Not sure you want to dive in quite yet? Maybe join a birding walk led by a local group. Search for Buffalo Niagara Waterkeeper, Buffalo Audubon Society or the Buffalo Ornithological Society, which all lead birding walks from time to time in the Blueway. Binoculars are usually provided to try, but you might get hooked and want to get your own!
Gulls, ducks, geese, shorebirds, herons and many other birds that live on and around the water can be found throughout the Blueway. You’ll see the greatest variety of ducks and gulls in the winter, as they’re drawn to the open water where they can feed easily. Shorebirds and herons are most abundant in the summer when they stay and breed for the season.
A dazzling variety of warblers, vireos, thrushes, sparrows and swallows start arriving in the Blueway in the spring. These tiny living miracles travel every year from destinations as far away as the Amazon Rainforest. Some, such as the pine warbler, just make a brief stop to rest and feed before continuing their journey farther north, and migration peeks in mid-May most years. Others, like the yellow warbler and many of the swallows, nest in our region and can be spotted all summer long.
Birds of prey
Also known as raptors, birds of prey can be seen throughout the Blueway all year long. Like songbirds, some are migrants, summer residents or year-round. Redtail hawks can be seen soaring year-round, scanning for their mostly rodent diet. Osprey return in spring and can be spotted fishing or gathering twigs to help build up their nests. Cooper’s hawks have been seen nesting along the Buffalo River. And make sure you look up to watch for the occasional bald eagle.
Like Buffalonians, some birds are able to tough it out during our winters and can be found all year long. Male northern cardinals are a dash of bright red against the snow, energetic black capped chickadees can be heard buzzing about and making their “chica dee dee dee” call, and white-breasted nuthatches will make their distinctive laughing call while walking beak-first down trees looking for hidden bugs.
Red Jacket Park
Red Jacket features varying terrain, some wet areas, a small pond and the Buffalo River shoreline. Scan the sky above the river and grain elevators for birds of prey—look for common terns or common mergansers on the river. Work the wet areas around the ponds on the east side of the park to possibly spot a swamp sparrow. On the east end of the park, look across the rail line toward the Buffalo Color Peninsula and you should see a variety of swallows fluttering everywhere in the summer.
With several acres of developing shrub and grassland habitat, Seneca Bluffs is a great spot for spring migration.

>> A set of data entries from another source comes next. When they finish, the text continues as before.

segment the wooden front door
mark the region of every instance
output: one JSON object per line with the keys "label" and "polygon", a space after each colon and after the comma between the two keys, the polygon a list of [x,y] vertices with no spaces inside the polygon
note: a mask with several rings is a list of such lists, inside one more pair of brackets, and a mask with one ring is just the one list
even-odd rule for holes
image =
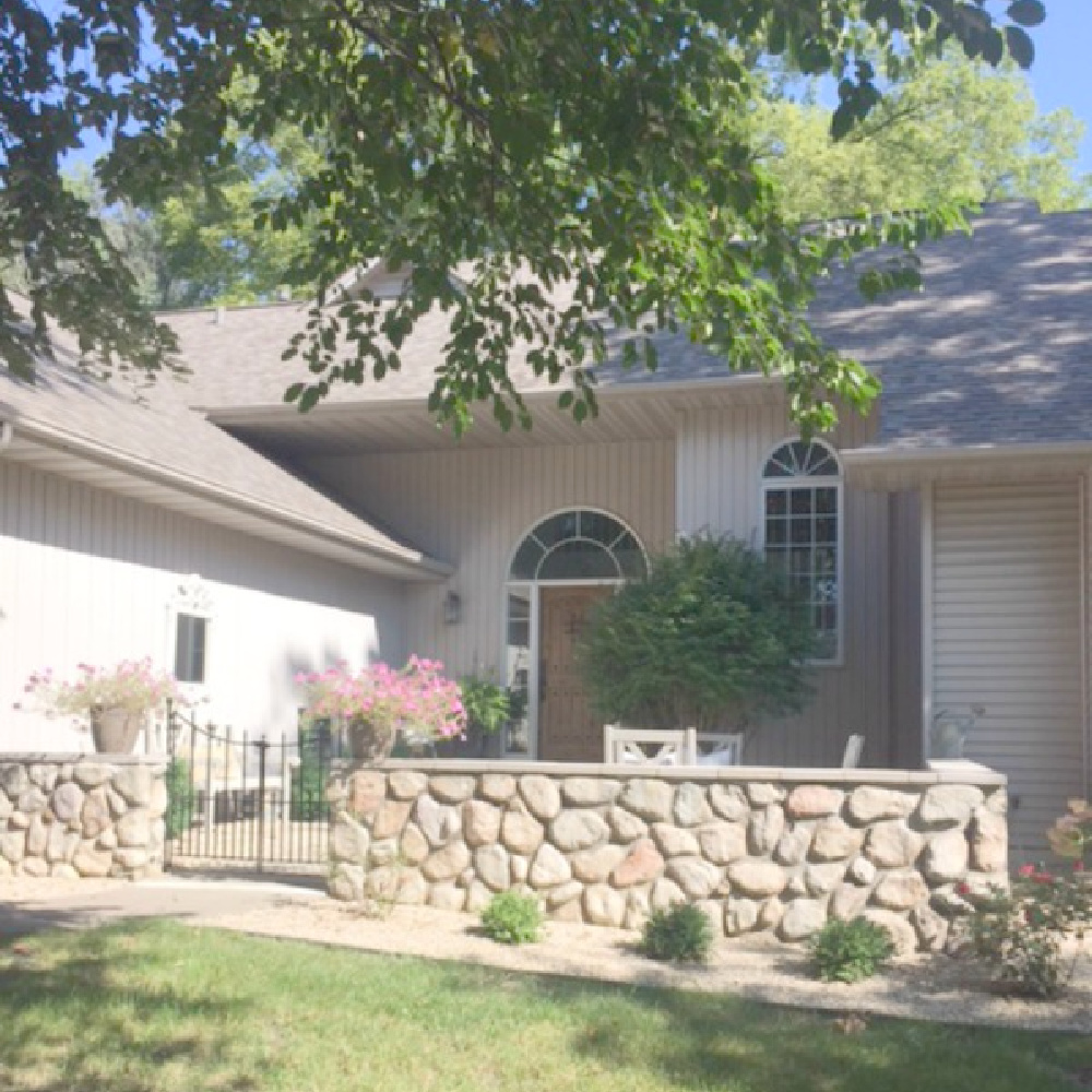
{"label": "wooden front door", "polygon": [[538,590],[538,757],[543,761],[603,761],[603,725],[589,708],[577,646],[590,610],[610,592],[605,586]]}

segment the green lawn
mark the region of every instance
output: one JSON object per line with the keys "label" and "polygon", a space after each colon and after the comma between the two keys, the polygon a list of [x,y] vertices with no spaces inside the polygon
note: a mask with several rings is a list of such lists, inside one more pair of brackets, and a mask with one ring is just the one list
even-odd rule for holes
{"label": "green lawn", "polygon": [[152,924],[0,948],[3,1092],[1072,1092],[1092,1044]]}

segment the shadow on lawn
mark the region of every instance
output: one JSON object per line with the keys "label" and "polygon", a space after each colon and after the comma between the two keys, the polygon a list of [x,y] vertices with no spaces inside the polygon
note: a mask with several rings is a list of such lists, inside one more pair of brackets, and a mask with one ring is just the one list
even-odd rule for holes
{"label": "shadow on lawn", "polygon": [[[261,1085],[262,1068],[240,1056],[230,1031],[247,1002],[186,996],[162,984],[169,981],[167,962],[155,965],[142,939],[147,928],[5,939],[0,1089],[156,1092],[164,1087],[157,1071],[171,1065],[215,1072],[215,1087],[230,1092]],[[149,981],[150,969],[159,982]],[[202,1085],[183,1078],[181,1087]]]}
{"label": "shadow on lawn", "polygon": [[733,1092],[1061,1092],[1072,1088],[1065,1071],[1092,1061],[1078,1035],[878,1017],[851,1022],[847,1034],[838,1011],[717,994],[522,974],[498,981],[496,972],[450,965],[436,987],[455,1006],[488,989],[503,990],[512,1006],[522,997],[529,1010],[569,1013],[572,1055],[615,1072],[619,1089],[651,1077],[656,1085]]}

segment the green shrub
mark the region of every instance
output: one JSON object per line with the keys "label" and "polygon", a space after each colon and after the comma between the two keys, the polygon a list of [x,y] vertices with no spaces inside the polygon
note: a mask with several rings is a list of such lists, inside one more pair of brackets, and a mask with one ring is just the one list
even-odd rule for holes
{"label": "green shrub", "polygon": [[164,816],[168,839],[178,838],[193,822],[195,794],[190,778],[190,763],[173,758],[167,765],[167,814]]}
{"label": "green shrub", "polygon": [[464,675],[459,680],[459,689],[467,728],[494,735],[508,723],[512,715],[511,700],[502,686],[477,675]]}
{"label": "green shrub", "polygon": [[704,963],[712,948],[712,923],[690,903],[655,911],[641,936],[641,951],[650,959]]}
{"label": "green shrub", "polygon": [[505,891],[482,911],[486,936],[502,945],[534,943],[542,926],[543,912],[534,895]]}
{"label": "green shrub", "polygon": [[299,764],[292,771],[289,818],[295,822],[324,820],[328,815],[327,781],[333,738],[329,725],[316,723],[299,729]]}
{"label": "green shrub", "polygon": [[863,917],[828,922],[808,941],[811,965],[823,982],[870,978],[894,954],[887,929]]}
{"label": "green shrub", "polygon": [[602,603],[581,667],[606,722],[723,729],[803,709],[818,651],[783,568],[744,543],[696,537]]}
{"label": "green shrub", "polygon": [[[963,886],[957,889],[971,897]],[[1008,890],[994,888],[974,899],[971,942],[974,954],[1006,989],[1025,997],[1057,997],[1072,978],[1076,960],[1063,940],[1080,940],[1092,929],[1092,885],[1082,870],[1071,875],[1024,865]]]}

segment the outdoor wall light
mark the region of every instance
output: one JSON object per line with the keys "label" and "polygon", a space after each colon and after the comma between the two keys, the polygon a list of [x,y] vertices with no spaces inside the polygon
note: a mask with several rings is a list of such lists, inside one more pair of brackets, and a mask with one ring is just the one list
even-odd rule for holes
{"label": "outdoor wall light", "polygon": [[448,626],[458,626],[463,620],[463,600],[459,592],[448,592],[443,596],[443,621]]}

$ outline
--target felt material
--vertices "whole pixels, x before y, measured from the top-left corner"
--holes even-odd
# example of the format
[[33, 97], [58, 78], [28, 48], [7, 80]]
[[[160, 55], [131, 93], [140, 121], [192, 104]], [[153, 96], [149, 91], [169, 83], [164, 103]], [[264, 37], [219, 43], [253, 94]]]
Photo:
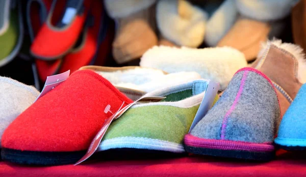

Follow the looping path along the shoreline to watch sandpipers along the mud flats and shallow waters. A Coopers hawk could make an appearance looking for a meal at any time. In the grasslands, look for eastern meadowlarks and a variety of sparrows visiting during the summer. Cliff swallows nest along the shoreline and a variety of waterfowl can be found in the river at any time of the year.
Wilkeson Pointe and the Outer Harbor
This is the place to be during the peak of winter duck and gull migration. You’ll find large flocks of common goldeneye, common red-breasted and hooded mergansers, and bufflehead, depending on the month and conditions. Also look for the elusive snowy owls that make appearances during the winter, but be sure to keep plenty of distance. They’re used to the barren tundra up north and can be easily stressed by humans.
Birding while you paddle
A great way to see a variety of birds in the Blueway is on a paddle. Keep your binoculars handy while you cruise and keep your eyes on bare branches along the shoreline, where you might see eastern kingbirds and Phoebes buzzing around eating bugs. Pie-billed grebes also can be seen disappearing and reappearing in the channel as they dive for their fishy meal. You won’t even need binoculars to see majestic great blue herons as they perch or stalk their dinner along the shore. And you’ll most likely hear the rattle of a kingfisher before you see it following you down the river!
Enjoy birding on the Buffalo Blueway and remember that we need to keep restoring more natural habitat and providing ecological diversity so the bird populations can thrive in our region!